寺院・僧侶の堕落は、寺請制度・本山・末寺制度より
 私は以前から、現在の寺院・僧侶の問題点を指摘しました。特に、寺請制度・本山末寺制度に組み込まれてからの寺院と僧侶の役割は、葬儀と供養中心の宗教活動となりました。
 以下は、色々なメディア(書物やネット情報)からの指摘を掲載します。
 寺院法度により、教団は固定化し進取的気概を失った。
 寺院法度によって、仏教は民衆の生活の中に普及し、日々の生活や行事も仏教と不可分のものとなった。しかし寺僧は地位と生活が保証され、座位を争うて尊大となり、無為の生活に耽り堕落することも少なくなかった。
 本・末制度の徹底化は、もちろん本寺を頂点としたヒエラルキーであるため、末寺に不利なものであった。住職の任命権なども本山に任されていたため、末寺は様々な機会に、本山からの収奪(木仏・絵伝・鐘・御経・本尊・名号・御文等の購入強制)を受ける事になった。本末制度の進展に伴い、寺院の階級関係は促進され、寺格などが商品として取引されるようになり、宗教意識は薄れていく事になったのである。

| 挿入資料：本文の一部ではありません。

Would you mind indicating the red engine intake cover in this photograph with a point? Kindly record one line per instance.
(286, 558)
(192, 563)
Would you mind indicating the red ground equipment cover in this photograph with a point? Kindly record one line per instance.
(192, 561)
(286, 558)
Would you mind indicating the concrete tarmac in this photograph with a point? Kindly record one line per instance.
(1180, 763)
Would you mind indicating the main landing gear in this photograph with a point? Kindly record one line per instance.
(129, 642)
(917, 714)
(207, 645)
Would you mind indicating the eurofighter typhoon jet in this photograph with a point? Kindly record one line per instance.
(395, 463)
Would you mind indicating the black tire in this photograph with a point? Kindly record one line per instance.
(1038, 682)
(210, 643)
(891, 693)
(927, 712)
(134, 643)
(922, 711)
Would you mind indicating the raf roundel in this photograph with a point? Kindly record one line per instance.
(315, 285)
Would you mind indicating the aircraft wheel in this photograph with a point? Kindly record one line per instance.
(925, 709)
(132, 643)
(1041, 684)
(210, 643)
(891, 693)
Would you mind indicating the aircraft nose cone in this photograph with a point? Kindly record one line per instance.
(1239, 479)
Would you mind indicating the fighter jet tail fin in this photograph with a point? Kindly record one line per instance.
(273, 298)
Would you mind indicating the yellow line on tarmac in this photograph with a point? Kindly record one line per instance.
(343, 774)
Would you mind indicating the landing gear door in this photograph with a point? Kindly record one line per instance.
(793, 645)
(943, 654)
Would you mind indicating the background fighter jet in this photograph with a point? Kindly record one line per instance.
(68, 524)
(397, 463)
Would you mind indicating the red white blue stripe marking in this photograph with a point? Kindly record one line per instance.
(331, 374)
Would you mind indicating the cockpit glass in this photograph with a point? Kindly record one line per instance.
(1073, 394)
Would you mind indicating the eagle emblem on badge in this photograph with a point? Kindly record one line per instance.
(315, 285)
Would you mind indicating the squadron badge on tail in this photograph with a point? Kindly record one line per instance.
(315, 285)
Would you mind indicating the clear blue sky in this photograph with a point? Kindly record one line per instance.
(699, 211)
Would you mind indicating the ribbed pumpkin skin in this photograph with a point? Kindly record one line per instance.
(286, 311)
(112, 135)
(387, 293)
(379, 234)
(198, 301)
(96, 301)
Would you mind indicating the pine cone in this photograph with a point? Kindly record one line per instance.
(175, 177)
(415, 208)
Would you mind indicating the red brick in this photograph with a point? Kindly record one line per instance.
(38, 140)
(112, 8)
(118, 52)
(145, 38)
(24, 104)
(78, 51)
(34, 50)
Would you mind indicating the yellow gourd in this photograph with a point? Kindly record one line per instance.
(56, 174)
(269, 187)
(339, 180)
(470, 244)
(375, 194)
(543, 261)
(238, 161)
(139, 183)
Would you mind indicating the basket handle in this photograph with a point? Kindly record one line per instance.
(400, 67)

 誰もが家単位でお寺の檀家となり、家族の年齢宗旨を書いて家の長が捺印し、所在の組頭らが連署して檀那寺の住職が証明した帳面を作らせていきました。これを宗旨人別帳といい一種の戸籍の役割を持たせ、寺の住職に管理させました。
 こうして、当時は結婚、旅行、引っ越しなどにも必ず檀那寺で寺請証文をもらわなくてはならず、また死亡した際にも住職が検分しキリシタンでないことを請けあいのうえ引導を渡すことが義務づけられました。
 こうして今日のような檀家制度が強要されることになり、さらに亨保七年(1722)頃にはその檀那寺の変更も禁止され、僧侶は尊大となり、ますます堕落を招く結果ともなりました。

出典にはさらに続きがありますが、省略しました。